Taste, money and power: Growing Canada’s alternative proteins industry

Mark Lowey
October 12, 2022

Canada has numerous strengths that could make it a global leader in producing plant-based and other “alternative” proteins, but also faces several challenges, according to a new report.

The advantages include huge agricultural capacity, R&D expertise, government support, cohesive industry innovation networks, sustainability commitments, and market and regulatory access, says the report “Game Changers: Canadian Opportunities in Alternative Protein.”

“We’ve got an incredible amount of agricultural expertise and systems already well established, because we’ve been supplying the world with other agriculturally based products for a long time,” report lead author Sue Coueslan, vice-president, strategy and partnerships at Natural Products Canada, told Research Money.

“Because the challenge is so huge and the opportunity is so huge, I think the biggest challenge is investment, both public and private,” she said.

The report’s co-authors are a coalition of organizations involved in the alternative protein sector: Natural Products Canada (which supports early-stage biologically based innovation); Protein Industries Canada global innovation cluster; Humane Society International Canada; and the Protein Highway initiative for bilateral cooperation.

Proponents say that alternative proteins are needed because current systems for producing animal-based proteins, such as intensive livestock operations, are unsustainable. They cause serious health and environmental problems, from increasing antibiotic resistance to emitting greenhouse gases and polluting waterways.

“There is real economic opportunity here for Canada to do something that is going to make a difference to the world,” Coueslan said.
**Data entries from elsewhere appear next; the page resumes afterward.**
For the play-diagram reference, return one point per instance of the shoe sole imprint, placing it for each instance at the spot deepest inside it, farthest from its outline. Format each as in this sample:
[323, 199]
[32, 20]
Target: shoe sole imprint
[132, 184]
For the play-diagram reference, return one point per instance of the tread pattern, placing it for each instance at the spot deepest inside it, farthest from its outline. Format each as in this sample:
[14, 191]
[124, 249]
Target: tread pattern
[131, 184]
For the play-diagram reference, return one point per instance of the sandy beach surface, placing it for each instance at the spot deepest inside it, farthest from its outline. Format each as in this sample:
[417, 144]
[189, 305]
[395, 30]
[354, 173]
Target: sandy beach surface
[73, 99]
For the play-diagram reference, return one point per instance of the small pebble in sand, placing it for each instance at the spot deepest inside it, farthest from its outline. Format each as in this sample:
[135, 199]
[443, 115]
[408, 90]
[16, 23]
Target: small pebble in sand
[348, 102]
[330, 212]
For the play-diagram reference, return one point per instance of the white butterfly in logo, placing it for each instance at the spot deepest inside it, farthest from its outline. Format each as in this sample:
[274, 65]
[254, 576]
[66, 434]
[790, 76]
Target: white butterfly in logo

Plant-based proteins are produced directly from plants, including beans and legumes, grains, nuts, seeds, and seaweed. Companies also are working on “cultivated proteins” produced directly from animal cells, and proteins made through fermentation.
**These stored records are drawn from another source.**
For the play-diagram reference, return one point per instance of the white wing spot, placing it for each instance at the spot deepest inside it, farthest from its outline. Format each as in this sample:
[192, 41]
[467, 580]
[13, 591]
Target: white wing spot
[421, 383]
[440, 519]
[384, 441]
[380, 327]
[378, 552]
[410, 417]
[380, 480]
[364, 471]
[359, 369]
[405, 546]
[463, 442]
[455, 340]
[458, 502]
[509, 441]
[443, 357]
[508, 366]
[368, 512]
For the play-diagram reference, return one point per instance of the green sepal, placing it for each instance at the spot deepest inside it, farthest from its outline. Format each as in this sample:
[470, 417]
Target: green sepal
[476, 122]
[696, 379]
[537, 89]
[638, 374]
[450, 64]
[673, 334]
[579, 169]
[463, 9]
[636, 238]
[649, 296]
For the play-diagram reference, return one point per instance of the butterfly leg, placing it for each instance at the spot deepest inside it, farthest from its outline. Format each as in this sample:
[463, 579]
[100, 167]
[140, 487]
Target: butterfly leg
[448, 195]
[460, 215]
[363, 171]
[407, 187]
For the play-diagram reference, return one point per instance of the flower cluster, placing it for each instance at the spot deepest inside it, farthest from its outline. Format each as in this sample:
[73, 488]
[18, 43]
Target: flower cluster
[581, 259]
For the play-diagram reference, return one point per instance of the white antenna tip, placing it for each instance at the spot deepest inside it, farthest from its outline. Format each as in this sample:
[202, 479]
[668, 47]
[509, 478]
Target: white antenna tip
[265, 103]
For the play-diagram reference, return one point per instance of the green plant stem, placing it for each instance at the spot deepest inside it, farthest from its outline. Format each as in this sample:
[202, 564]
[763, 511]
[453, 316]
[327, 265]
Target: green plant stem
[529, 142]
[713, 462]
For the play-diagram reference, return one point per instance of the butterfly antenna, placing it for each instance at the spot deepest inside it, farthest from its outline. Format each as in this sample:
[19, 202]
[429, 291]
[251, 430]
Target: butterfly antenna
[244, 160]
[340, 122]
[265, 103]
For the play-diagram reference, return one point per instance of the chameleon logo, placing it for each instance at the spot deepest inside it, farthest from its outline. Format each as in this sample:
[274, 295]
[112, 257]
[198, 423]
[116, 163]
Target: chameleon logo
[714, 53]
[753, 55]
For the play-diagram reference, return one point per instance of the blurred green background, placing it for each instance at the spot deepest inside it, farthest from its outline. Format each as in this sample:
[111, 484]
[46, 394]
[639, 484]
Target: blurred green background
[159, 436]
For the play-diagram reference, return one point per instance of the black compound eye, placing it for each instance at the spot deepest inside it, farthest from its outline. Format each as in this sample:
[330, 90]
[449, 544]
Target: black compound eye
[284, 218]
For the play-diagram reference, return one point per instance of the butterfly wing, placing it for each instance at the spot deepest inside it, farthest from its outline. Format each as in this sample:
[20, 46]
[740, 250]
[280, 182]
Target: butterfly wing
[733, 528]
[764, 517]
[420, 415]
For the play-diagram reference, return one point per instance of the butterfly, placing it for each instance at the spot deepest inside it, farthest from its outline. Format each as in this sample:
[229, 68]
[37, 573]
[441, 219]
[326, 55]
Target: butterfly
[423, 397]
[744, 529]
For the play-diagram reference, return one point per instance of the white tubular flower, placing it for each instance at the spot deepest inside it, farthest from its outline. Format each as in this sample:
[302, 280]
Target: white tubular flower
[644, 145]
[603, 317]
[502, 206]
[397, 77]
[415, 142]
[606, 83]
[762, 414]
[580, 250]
Forecasters predict that alternative proteins will comprise 10 per cent of all protein servings by 2035 and represent an annual global market of $290 billion, according to the coalition’s report.

But achieving that kind of growth will require industry to find solutions to the issues of taste, texture, nutritional quality, and variety, compared with industrially produced meat and other conventional protein products, Coueslan said.

“Few consumers today (only 30 per cent) believe that plant-based meat tastes as good as or better than conventional meat,” according to a 2021 state-of-the-industry report by the U.S.-based Good Food Institute. “To maximize the category’s potential, plant-based meat must compete with conventional meat products on the table stakes of consumer choice — taste, price, and accessibility.”

Another challenge to consumer acceptance is that plant-based meat alternatives are, on average, 38 per cent more expensive at the retail level than conventional meat, according to a report by Dalhousie University’s Agri-Food Analytics Lab.

Plant protein sales down but investments up

Plant-based protein sales in Canada rose by 34 per cent in 2020, but growth slowed to seven per cent the following year. Nevertheless, retail sales of plant-based foods hit nearly $982 million in 2021, according to research by Plant-Based Foods of Canada, an industry organization.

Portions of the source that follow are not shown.